Meskipun teori ekonomi mengasumsikan hubungan terbalik antara tingkat inflasi
internal dengan nilai eksternal mata uang dari suatu negara, bukti-bukti
menunjukkan bahwa hubungan ini jarang bertahan (setidaknya untuk waktu yang
singkat). Sesuai dengan hal ini, besarnya penyesuaian yang dihasilkan untuk
menghilangkan double-dip akan beragam, bergantung pada tingkat korelasi
negatif antara nilai tukar dengan inflasi diferensial.
Sebagai mana dibahas sebelumnya, penyesuaian inflasi atas beban
penjualan atau beban penyusutan bertujuan untuk mengurangi laba”tersaji” guna
menghindari saldo laba yang seolah lebih besar. Namun, akibat hubungan terbalik
antara inflasi lokal dengan nilai mata uang, perubahan nilai tukar pada reretan
laporan keuangan yang lazimnya disebabkan oleh inflasi (minimal selama periode
tertentu) setidaknya akan menyebabkan inflasi (misalnya penyesuaian transaksi
mata uanag) mempengaruhi laba “tersaji” dari perusahaan. Oleh karenanya, agar
tidak dilakukan dua kali, penyesuaian inflasi harus menyertakan rugi translasi
yang telah tercemin dalam laba “tersaji” perusahaan.
BAB III
PENUTUP
3.1 Kesimpulan
Berdasarkan materi kami menyimpulkan bahwa perubahan harga sangat erat
kaitannya denga pelaporan keuangan. Seiap perusahaan yang melakukan transaksi
jual beli jasa/barang akan diperhadapkan pada masalah perubahan harga baik itu
inflasi(kenaikan harga) maupun deflasi(penurunan harga). Perubahan harga
menimbulkan perbedaan biaya dalam suatu asset ataupun nilai dari laba
perusahaan. Sehingga metode yang diterpakan oleh beberapa negara untuk
mengakui perubahan harga (akuntansi inflasi) yakni General Price Level
Adjustment ( penyesuaian harga umum dan Current Cost Accounting ( biaya saat
ini atau terkini). Dengan mengakui perubahan harga akan memaksimalkan
keuntungan dan menghindari perhitungan biaya depresiasi yang tidak relevan..
Pada periode perubahan harga ini laporan keuangan sangat teramat rentan
terhadap resiko penyesatan para penggunanya. Resiko ini terjadi karena adanya
ketidak akuratan pengukuran yang menyebabkan distorsi pada proyeksi keuangan
yang didasarkan pada data seri waktu historis, anggaran yang menjadi dasar
pengukuran kinerja dan data kinerja yang tidak dapat mengisolasi pengaruh
perubahan harga yang tidak dapat dikendalikan. Resiko tersebut menimbulkan
kesulitan para pembaca untuk menginterpretasikan dan membandingkap laporan
keuangan.

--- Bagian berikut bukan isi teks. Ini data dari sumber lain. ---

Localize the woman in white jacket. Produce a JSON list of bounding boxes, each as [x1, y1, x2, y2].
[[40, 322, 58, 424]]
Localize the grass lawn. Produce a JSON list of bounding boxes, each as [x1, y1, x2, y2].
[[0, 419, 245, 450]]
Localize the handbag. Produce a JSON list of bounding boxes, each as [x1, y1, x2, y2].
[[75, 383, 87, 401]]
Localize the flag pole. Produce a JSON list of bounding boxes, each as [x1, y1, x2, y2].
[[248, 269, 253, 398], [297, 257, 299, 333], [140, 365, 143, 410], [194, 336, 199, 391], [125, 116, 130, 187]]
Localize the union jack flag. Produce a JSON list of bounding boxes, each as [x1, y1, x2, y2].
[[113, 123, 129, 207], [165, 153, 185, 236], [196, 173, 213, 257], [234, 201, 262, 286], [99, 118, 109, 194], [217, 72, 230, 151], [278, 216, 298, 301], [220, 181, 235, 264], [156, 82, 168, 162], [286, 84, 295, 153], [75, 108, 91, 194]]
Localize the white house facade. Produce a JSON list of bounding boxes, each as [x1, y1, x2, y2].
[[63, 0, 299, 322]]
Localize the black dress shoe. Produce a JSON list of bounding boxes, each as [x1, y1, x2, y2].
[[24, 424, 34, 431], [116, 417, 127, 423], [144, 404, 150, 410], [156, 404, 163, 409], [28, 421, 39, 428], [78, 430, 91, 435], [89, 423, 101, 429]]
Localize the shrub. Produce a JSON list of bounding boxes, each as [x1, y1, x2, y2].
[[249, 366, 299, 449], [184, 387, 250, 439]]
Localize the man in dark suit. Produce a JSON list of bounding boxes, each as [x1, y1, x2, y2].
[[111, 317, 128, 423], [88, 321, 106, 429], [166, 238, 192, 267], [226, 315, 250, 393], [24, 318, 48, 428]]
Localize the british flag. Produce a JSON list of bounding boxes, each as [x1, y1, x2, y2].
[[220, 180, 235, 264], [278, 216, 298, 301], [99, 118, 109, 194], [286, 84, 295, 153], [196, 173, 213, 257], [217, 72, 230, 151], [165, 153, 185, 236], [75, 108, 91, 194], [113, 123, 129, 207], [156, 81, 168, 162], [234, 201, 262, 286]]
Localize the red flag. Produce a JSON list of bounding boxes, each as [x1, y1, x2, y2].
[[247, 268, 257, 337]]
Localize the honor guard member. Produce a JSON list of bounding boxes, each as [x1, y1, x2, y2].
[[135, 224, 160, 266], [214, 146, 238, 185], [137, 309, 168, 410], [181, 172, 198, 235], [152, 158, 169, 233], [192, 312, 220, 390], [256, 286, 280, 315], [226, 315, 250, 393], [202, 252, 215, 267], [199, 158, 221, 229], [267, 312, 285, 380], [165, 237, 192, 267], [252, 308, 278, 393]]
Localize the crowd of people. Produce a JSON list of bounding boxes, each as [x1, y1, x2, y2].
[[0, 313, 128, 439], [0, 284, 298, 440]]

Terdapa dua jenis metode yang dapat dilakukan untuk melakukan
penyesuaian terhadap inflasi, yaitu (1) akuntansi untuk laporan keuangan atas
perubahan tingkatan harga umum yang disebut sebagai model daya beli konstan
biaya historis, dan (2) akuntansi untuk perubahan harga khusus yang disebut
dengan model biaya kini.
Daftar Pustaka
Frederick D.S. Choi dan Gary K. Meek. 2010. International Accounting, 6th ed.
Buku 2. Jakarta: Salemba Empat.
Triaswati Heti, Wasisto A,Sholihin M. 2005. Akuntansi Internasional, Edisi
2005/2006, BPFE – Yogyakarta.
Suwardi Eko, 2002. Akuntansi Internasional, Edisi Pertama, BPFE – Yogyakarta.